As explained in the excellent blog post, the preferred option is to add error output to your SSIS packages, thereby handling the bogus errors. Unfortunately I have six or seven packages with twenty or more DataReaders in each package, so it would not be a quick fix. The blog mentions option #2 is to roll back your updates, which for me was the only option. I had production people waiting.

Due to the 3.5 constraints, I had to remove .Net 3.5 SP1, then .Net 3.0 SP2, and finally .Net 2.0 SP2. Then, because 3.0 and 2.0 updates are slipstreamed into the 3.5 SP1 update, at that point I had zero .Net frameworks installed. I had to reinstall .Net 2.0 and SP1, which is all I need for my SQL 2005 and related functionality. It took roughly 20-30 minutes to uninstall and reinstall along with reboots, not including any download requirements.

Afterward, I started playing with the website and realized the IIS default page was not even available. I looked at properties in the default website, looked at the ASP.NET tab... bingo, the ASP.NET version is set to... blank. I click the drop-down and see .Net 2.0 is available, but knowing that the scope of the settings goes far beyond this setting, I went back to the command line.

I knew I needed to run regiis, but I don't do this frequently so I searched, found a refresher, and ran the following command:

C:\WINDOWS\Microsoft.NET\Framework64\v2.0.50727\Aspnet_Regiis -i

Because I am on a 64-bit server, I was wroking in the Frameword64 subdirectory, but if you are on 32-bit, it is the same but you browse to the Framework subdirectory.

Now my baseline ASP.NET is configured in IIS. I browse to the "/reportserver" directory in IE8 and get a (403) Forbidden error. That's an improvement.

I looked around in various places at various settings for a bit, just trying to help me think. In the Reporting Services Configuration Manager, it hit me that I had just made a mess of IIS and in the process the virtual directories had been through the ringer. So under Report Server Virtual Directory and Report Manager Virtual Directory, I checked the "Apply default settings" checkbox and applied the changes.

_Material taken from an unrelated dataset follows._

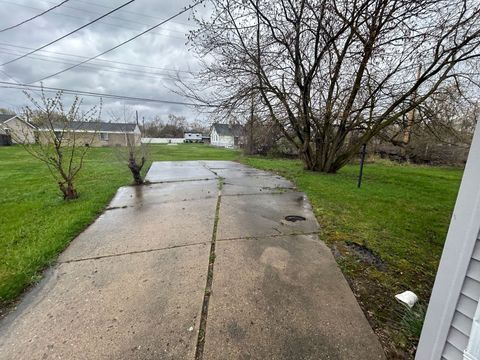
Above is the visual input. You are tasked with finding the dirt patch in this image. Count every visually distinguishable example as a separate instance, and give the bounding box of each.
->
[345,241,387,271]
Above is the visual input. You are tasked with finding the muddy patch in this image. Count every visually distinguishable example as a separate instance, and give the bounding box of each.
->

Boom, back in business. Reports were up and running and I was able to run my SSIS package to generate all my scheduled reports. Then I remembered one other little ASP.NET application that I wrote for managing the report schedules. Tried to pull it up in the browser and it didn't open.

After looking at IIS settings for a while, I finally found the problem. So I right-click on the Virtual Directory, go to Properties-->Documents tab and default.aspx is not in the list. In the process of resets, apparently the default content page list had been reset on my virtual directory. I added default.aspx to the list and boom, everything is back up and running.

I hope that at some point Microsoft makes allowances for this issue in their .Net updates but in the meantime, doing without .Net 2.0 SP2 is fine by me.